Hopkinson Smith à Paris est toujours un événement en soi, car il est certainement l’un des interprètes les plus sensibles de l’instrument des poètes et des princes, le luth (ndlr: son disciple Miguel Yisrael, récemment élu « prince du luth » par la rédaction de classiquenews, perpétue la flamme aujourd’hui).

On aurait presque envie d’écrire, si cela avait un sens, l’instrument roi, tant il nous parle et nous apaise, créant une musique du silence comme aucun autre instrument ne sait le faire. C’est dans le cadre du 1er festival Paris Baroque, que nous l’avons retrouvé pour un concert donné dans la charmante église des Billettes au cœur du Marais. Ce lieu sans être totalement idéal pour ce type de concert, -on aurait préféré se retrouver dans les salons de l’hôtel de Lauzun ou du Musée Carnavalet-, est un lieu bien connu des amateurs de musique baroque dans la Capitale. Son cadre assez intime et son acoustique agréable, permettent d’apprécier un instrument aussi discret que le luth.

Poésie de l’instant


Le programme composé en deux parties, nous offre un double regard sur deux écoles du luth, « deux univers assez dissemblables » comme les définit Hopkinson Smith dans le trop court livret qui accompagne le concert. En miroir se présentent à nous les écoles italiennes et anglaises du luth de la Renaissance et de la période baroque.

Dans la première partie, Hopkinson Smith nous fait entendre, Francesco da Milano et Giovanni Girolamo Kapsberger dont l’essentiel de leur activité musicale se déroula à Rome. De la poésie onirique du premier au caravagisme musical du second, le luthiste américain nous révèlent les couleurs et les nuances, la tendre déclamation comme les contrastes avec une virtuosité humble et chantante. Pour la seconde partie, il a choisi des pièces d’Anthony Holborne et John Dowland, deux anglais aussi différents l’un que l’autre tant par le style que par la variété des sentiments que leur musique évoque. Sous les doigts « du divin » Hopkinson, ils apparaissent subtils et pétillants, d’une intense mélancolie, parfois un rien frivole.

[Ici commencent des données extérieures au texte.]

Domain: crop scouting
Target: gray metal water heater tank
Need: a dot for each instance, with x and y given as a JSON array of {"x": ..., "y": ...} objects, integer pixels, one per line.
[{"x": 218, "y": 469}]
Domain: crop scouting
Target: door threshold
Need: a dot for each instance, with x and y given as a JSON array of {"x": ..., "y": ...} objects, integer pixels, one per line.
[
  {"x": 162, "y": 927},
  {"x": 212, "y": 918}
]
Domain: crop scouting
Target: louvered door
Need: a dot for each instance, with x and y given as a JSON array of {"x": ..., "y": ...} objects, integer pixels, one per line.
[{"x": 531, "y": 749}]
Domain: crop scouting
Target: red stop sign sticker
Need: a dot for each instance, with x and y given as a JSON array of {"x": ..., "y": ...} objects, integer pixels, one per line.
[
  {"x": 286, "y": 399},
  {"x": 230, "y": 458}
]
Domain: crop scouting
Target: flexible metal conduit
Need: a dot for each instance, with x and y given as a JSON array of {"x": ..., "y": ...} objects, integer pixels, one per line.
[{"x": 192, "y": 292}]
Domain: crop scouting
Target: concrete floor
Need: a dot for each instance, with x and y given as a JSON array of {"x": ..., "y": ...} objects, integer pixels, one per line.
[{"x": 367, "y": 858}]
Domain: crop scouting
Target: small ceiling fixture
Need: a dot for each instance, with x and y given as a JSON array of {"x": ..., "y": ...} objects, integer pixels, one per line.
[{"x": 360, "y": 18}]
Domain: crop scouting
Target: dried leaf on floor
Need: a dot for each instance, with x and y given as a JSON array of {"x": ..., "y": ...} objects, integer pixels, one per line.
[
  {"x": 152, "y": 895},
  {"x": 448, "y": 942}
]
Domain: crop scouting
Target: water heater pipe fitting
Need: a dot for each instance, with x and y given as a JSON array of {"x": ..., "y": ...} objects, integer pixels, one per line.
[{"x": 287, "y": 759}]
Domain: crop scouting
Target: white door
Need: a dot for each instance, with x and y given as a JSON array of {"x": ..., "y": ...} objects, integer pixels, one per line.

Hopkinson Smith semble replier dans son univers nous invitant à l’y suivre, ciselant les notes et les silences, faisant de chaque pièce jouée, un univers fascinant et unique. L’intensité des nuances, l’harmonie des lignes, un toucher subtil où s’expriment les affects de l’intimité comme la détresse, les larmes, mais aussi ce petit rien qui amuse, nous atteint, nous bouleverse, comme une tâche de lumière, un mouvement imperceptible. Tout dans son interprétation est un art de magicien.

Le public silencieux et extrêmement concentré se laisse emporter, ballotter loin très loin, à la limite de l’inconscience, comme dans la Toccata Arpeggiata de Kaspberger. Cessant d’exister, il peut apercevoir un paysage, un homme ou une femme qui danse, chante ou pleure, un enfant qui rit ou joue. Qu’importe, le luth a un pouvoir magique, qu’Hopkinson Smith maîtrise en maître. Les tableaux qu’il peint, les scènes qu’il joue sont si vivants qu’ils effacent la réalité. L’humour est également très présent, comme chez Dowland lorsqu’il décrit en musique ce roi du Danemark si bon vivant. Il nous surprend par son sourire et son impertinence.

Chaque pièce est évocatrice pour chacun de nous de quelque chose de très intime. Ce concert est un instant d’apaisement dans le monde qui au-dehors continue de s’agiter. Deux bis de Dowland qu’Hopkinson Smith nous annoncent avec beaucoup de malice, concluent ce concert hors du temps et de l’espace, véritable enchantement, instant d’accalmie unique.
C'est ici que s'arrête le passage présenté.